Entrevista: Francisco Geraldes

Estreou-se na Liga esta temporada, depois de 11 anos de formação e um ano na equipa B do Sporting. Como está a correr a experiência no Moreirense?
Está a correr bastante bem até agora. A nível estatístico não está a ser como ambicionava, porque só tenho dois golos e gostava de ter mais, mas o mais importante é que tenho estado a corresponder e até, se calhar, a conseguir superar as expetativas do primeiro ano.
 
E o Moreirense é o clube certo para evoluir e se mostrar ao Sporting?
Se é o certo ou não, não sei, porque nunca experimentei nenhum outro clube, mas até este momento tem corrido tudo da melhor maneira e por isso acho que é um excelente clube para evoluir e poder ganhar experiência na Liga.
 
Quando se é emprestado não há o sentimento de se estar a afastar do clube?
É um facto que acabamos por nos afastar do clube, sim, mas a política do Sporting é a de seguir os jogadores emprestados, pelo menos até hoje, e eu, porque tenho tido sempre feedback positivo do Sporting e um acompanhamento assíduo, não me posso queixar de me terem esquecido. 
 
Como foi sair de «casa»? Saiu de Lisboa pela primeira vez e do Sporting também…

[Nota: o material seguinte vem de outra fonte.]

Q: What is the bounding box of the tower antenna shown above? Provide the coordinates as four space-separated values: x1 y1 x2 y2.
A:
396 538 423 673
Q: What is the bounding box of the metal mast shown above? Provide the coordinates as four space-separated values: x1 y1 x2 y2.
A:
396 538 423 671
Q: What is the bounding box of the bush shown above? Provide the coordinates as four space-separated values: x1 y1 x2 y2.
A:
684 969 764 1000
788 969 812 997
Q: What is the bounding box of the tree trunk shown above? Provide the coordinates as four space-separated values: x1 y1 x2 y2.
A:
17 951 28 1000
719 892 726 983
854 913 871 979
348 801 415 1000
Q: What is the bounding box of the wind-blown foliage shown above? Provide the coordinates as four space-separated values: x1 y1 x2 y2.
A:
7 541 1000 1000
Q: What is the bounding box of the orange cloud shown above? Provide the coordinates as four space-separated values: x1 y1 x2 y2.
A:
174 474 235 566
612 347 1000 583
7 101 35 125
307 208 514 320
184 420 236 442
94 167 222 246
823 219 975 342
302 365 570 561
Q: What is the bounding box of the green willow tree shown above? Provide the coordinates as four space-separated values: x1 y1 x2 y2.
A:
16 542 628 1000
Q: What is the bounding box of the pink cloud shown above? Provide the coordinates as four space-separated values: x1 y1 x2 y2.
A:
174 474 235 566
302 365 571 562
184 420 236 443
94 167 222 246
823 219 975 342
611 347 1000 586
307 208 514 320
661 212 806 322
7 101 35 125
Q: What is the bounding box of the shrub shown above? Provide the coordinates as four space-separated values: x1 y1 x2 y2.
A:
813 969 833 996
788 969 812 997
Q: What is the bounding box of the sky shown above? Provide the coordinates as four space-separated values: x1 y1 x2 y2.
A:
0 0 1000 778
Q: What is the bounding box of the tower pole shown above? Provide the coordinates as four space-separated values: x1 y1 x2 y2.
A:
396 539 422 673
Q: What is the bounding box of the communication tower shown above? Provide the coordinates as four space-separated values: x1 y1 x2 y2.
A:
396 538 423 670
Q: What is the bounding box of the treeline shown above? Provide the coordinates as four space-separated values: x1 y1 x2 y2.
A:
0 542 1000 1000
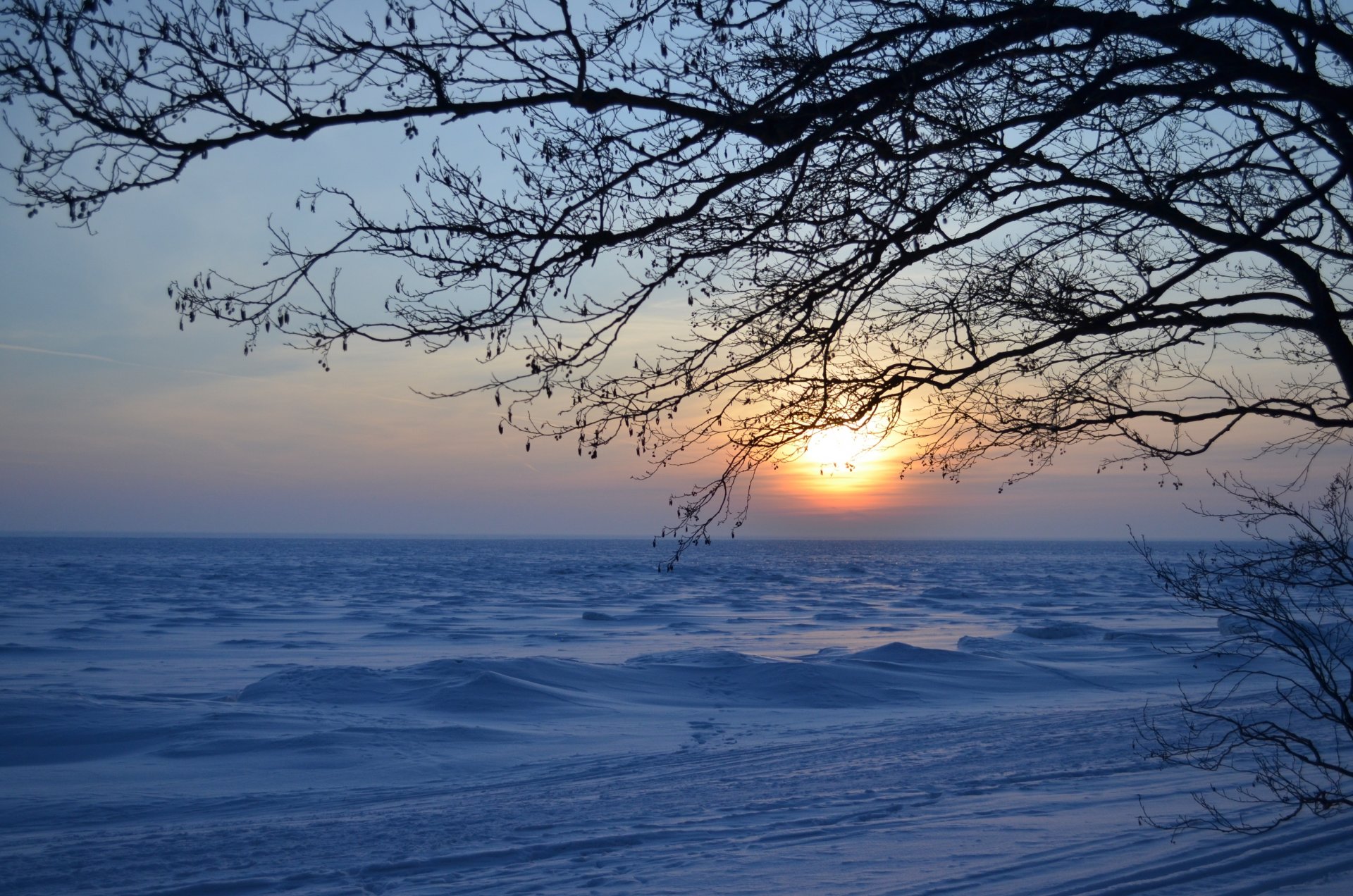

Sim, foi a primeira vez e é sempre difícil. O período de adaptação não foi fácil, porque deixei tudo em Lisboa, família, amigos e o clube, mas quando a vontade de singrar é maior do que as dificuldades de estar longe, tudo é superável tendo em conta o objetivo final.
 
Chegou para ser opção de Pepa, mas Pepa saiu do comando técnico da equipa, e depois chegou Augusto Inácio, que já conhecia do Sporting. Como se lida com a mudança de treinador?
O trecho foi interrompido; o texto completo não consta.